Back in the 60s and 70s, Apollo astronauts circling the Moon saw something that still puzzles researchers today. About 10 seconds before lunar sunrise or lunar sunset, pale luminous streamers would pop up over the gray horizon. These “twilight rays” were witnessed by crewmembers of Apollo 8, 10, 15 and 17.

Lunar twilight rays sketched by Apollo 17 astronauts. Credit: NASA.

Lunar twilight rays sketched by Apollo 17 astronauts. Credit: NASA.

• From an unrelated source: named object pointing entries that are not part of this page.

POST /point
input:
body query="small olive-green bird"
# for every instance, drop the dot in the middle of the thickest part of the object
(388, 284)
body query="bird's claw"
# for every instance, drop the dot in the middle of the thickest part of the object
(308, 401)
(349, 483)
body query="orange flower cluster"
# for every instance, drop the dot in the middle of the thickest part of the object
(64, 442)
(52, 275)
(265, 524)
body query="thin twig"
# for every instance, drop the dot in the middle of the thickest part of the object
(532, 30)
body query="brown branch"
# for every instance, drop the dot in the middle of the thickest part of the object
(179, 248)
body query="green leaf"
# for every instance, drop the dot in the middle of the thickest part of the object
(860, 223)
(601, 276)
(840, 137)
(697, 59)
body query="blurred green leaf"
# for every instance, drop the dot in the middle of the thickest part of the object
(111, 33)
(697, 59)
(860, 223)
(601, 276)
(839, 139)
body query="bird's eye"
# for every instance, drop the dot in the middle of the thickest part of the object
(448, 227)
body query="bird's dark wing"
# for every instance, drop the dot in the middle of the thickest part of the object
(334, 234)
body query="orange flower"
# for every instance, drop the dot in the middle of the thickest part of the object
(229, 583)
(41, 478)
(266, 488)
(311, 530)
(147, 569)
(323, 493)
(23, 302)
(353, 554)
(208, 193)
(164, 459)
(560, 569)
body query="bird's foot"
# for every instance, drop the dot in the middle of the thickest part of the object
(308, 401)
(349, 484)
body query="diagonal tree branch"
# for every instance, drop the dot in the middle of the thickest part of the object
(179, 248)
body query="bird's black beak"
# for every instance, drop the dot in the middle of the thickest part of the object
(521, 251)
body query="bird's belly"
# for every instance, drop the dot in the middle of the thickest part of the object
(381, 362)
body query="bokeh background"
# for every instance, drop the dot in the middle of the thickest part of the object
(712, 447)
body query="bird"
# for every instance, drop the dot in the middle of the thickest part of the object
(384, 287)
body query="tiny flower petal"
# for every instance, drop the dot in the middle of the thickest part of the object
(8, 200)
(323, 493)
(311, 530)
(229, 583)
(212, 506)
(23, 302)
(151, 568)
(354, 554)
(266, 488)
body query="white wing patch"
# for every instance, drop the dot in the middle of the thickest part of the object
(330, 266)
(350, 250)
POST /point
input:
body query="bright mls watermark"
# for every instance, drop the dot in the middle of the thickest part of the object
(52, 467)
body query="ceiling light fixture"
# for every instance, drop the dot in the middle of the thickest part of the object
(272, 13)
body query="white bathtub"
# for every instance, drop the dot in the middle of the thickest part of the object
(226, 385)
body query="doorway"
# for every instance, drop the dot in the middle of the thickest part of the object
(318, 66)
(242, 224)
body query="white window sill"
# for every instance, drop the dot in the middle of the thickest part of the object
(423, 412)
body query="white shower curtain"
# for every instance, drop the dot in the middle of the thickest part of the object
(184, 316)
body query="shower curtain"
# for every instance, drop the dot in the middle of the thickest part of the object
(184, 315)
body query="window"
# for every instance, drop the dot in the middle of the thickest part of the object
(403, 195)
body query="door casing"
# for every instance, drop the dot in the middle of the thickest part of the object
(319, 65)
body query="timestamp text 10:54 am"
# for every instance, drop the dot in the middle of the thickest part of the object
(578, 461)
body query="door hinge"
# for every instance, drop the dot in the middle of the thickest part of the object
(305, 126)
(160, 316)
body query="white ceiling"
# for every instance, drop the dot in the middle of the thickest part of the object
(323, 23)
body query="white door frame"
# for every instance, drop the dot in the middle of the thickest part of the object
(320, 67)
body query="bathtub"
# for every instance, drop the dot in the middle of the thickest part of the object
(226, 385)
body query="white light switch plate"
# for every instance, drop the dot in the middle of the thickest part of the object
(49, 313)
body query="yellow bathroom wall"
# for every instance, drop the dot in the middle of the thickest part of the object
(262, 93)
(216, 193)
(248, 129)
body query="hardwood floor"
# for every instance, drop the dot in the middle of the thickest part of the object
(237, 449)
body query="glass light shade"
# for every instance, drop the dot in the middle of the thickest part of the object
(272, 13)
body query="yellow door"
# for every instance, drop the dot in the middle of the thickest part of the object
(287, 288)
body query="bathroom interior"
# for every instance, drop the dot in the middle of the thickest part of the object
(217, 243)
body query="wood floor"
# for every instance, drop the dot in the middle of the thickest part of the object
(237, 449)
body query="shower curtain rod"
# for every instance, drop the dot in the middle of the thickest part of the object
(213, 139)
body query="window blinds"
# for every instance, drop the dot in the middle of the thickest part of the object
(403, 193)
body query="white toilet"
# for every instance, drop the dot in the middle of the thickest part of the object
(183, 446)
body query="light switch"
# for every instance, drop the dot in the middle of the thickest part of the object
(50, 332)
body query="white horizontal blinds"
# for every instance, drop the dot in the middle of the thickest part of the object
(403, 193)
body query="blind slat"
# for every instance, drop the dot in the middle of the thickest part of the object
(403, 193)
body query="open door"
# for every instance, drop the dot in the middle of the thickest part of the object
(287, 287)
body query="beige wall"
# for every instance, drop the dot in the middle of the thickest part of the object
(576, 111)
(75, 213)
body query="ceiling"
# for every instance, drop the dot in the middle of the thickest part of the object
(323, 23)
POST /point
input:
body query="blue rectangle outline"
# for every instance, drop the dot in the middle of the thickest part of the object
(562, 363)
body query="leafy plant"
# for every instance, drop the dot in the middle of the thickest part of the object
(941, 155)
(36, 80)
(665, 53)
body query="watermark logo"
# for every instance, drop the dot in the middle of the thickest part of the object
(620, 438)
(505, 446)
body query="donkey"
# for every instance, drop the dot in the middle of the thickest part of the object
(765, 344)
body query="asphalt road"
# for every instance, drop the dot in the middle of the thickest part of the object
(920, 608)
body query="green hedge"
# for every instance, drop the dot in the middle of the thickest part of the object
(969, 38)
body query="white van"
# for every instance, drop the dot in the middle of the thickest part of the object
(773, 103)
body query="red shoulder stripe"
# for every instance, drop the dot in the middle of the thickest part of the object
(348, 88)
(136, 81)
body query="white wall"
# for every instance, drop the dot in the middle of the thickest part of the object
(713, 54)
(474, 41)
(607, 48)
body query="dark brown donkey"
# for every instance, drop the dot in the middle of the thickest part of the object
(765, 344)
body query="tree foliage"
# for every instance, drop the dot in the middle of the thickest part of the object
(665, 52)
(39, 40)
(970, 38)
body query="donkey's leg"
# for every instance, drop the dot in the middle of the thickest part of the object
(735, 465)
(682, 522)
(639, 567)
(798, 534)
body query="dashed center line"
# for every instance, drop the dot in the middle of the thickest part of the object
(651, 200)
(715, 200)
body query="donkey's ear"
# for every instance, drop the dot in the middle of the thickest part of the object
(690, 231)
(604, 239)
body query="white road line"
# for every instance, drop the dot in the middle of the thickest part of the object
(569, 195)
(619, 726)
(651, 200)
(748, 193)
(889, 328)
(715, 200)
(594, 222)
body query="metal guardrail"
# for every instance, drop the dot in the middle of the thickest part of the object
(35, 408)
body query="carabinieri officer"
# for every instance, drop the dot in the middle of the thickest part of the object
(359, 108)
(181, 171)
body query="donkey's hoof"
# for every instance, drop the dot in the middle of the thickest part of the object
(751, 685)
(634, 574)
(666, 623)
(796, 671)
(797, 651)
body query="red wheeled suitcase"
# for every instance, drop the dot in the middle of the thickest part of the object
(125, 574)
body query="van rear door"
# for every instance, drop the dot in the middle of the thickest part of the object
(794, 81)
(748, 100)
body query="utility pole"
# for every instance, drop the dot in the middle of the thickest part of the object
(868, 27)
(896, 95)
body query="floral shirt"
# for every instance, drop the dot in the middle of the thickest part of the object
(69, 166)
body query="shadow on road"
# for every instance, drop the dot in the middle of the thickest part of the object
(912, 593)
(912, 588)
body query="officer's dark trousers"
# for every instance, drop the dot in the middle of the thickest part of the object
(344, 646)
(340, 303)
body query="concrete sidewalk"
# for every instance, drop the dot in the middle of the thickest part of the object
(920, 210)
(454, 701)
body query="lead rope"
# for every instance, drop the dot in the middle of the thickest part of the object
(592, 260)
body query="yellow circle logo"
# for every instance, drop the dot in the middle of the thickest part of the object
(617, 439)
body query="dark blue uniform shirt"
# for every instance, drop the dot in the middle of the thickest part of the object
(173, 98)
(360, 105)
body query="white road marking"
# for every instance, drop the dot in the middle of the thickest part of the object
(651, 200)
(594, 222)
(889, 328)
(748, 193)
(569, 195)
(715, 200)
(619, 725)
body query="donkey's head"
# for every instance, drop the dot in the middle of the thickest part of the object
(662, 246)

Back on Earth, we see twilight rays all the time as shafts of sunlight penetrate evening clouds and haze.  The “airless Moon” shouldn’t have such rays, yet the men of Apollo clearly saw them.

Later this week a NASA spacecraft is going back to the Moon to investigate. Slated for launch on Sept 6, 2013, the Lunar Atmosphere and Dust Environment Explorer (“LADEE” for short) will seek out twilight rays and other mysteries of the lunar atmosphere.

“Yes, the Moon does have an atmosphere,” says Richard Elphic, the project scientist for LADEE at NASA Ames.  “It’s just much more tenuous than ours.”

The Moon’s atmosphere is so flimsy—about ten thousand billion times less dense than Earth’s—that a good sneeze would rip through it like a hurricane. “Lunar air” is a gossamer mix of argon-40, which seeps out of the ground due to radioactive decay in the lunar interior, plus elements such as helium, sodium, and potassium, sputtered off the lunar surface by solar wind and micrometeoroids.

None of these gases appear in sufficient quantities, however, to explain the twilight rays.

“We’re missing something,” says Elphic.

The missing piece might be dust. When sunlight falls on the Moon, solar UV radiation electrifies the unprotected topsoil, possibly causing lightweight grains of moondust to rise off the ground, joining the gases already there.

“This electrically charged dust may be what the astronauts saw,” says Elphic. LADEE’s Lunar Dust Experiment will collect and analyze dust in the Moon’s atmosphere to test this hypothesis.